Hey folks,
I'd to modestly propose that we talk about managing/announcing breaking changes to core MediaWiki architecture.
I want to have this chat because I spent an hour or two yesterday trying to figure out why changing default configuration options for an extension in MyExtension.php wasn't working. Apparently, now, you also have to change it in extension.json for it to work on Vagrant.
I understand that this was a change that was announced on wikitech-l, but I don't think that I'm the only one who thinks that reading wikitech-l isn't a good use of time, compared to, say, doing my job (irony upon ironies, I know). If you want to change the way that things have worked for 11 years, then making engineers understand what they need to do differently is your responsibility, not mine.
So, besides huffing and puffing, I have two small proposals:
1. We should have a low-volume list/RSS feed/twitter account/something where we announce major breaking changes like this, that doesn't involve reading 20 emails per day of other stuff that doesn't affect the way I do my job.

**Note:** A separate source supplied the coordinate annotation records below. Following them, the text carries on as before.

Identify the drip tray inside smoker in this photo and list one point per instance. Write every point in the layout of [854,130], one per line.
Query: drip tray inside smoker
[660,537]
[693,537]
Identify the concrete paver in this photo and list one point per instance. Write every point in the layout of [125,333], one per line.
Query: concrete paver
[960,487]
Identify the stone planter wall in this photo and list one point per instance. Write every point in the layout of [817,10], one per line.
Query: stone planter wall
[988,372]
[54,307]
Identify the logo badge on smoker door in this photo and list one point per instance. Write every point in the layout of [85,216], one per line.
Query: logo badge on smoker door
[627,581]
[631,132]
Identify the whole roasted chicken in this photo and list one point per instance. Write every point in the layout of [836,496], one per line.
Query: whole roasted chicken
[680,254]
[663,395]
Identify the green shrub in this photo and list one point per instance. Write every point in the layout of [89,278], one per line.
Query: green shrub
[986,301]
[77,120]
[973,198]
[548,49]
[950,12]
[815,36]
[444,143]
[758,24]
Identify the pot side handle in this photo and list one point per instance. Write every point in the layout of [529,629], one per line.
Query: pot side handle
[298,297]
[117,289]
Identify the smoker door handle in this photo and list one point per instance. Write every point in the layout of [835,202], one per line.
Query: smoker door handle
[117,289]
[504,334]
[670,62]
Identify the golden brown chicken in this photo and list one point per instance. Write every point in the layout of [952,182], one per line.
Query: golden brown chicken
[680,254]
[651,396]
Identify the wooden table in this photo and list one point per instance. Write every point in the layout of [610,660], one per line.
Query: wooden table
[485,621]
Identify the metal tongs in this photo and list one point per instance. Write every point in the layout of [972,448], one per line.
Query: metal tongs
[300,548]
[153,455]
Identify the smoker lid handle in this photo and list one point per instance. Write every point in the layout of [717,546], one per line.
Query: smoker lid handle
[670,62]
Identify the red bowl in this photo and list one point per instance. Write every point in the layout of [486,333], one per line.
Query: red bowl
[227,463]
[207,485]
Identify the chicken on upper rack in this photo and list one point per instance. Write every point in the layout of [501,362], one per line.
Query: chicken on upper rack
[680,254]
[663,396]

2. If we make breaking changes, the change should be really obvious so that I can't spend hours trying to find out what changed.
For example, when we did the i18n JSON migration (everybody seems to love JSON these days), and I went to change/add a message, I found that the message file was a completely different format, and I was clued in straight away to the fact that something was different.
By contrast, in this case, the way I'd done things for years suddenly stopped working. I've heard it justified in this particular case that this is just a transition period; but it's not just a transition period for code, it's a transition period for practices, and therefore it's the time when it should be the LEAST confusing for engineers who don't care about your refactoring, not the MOST confusing.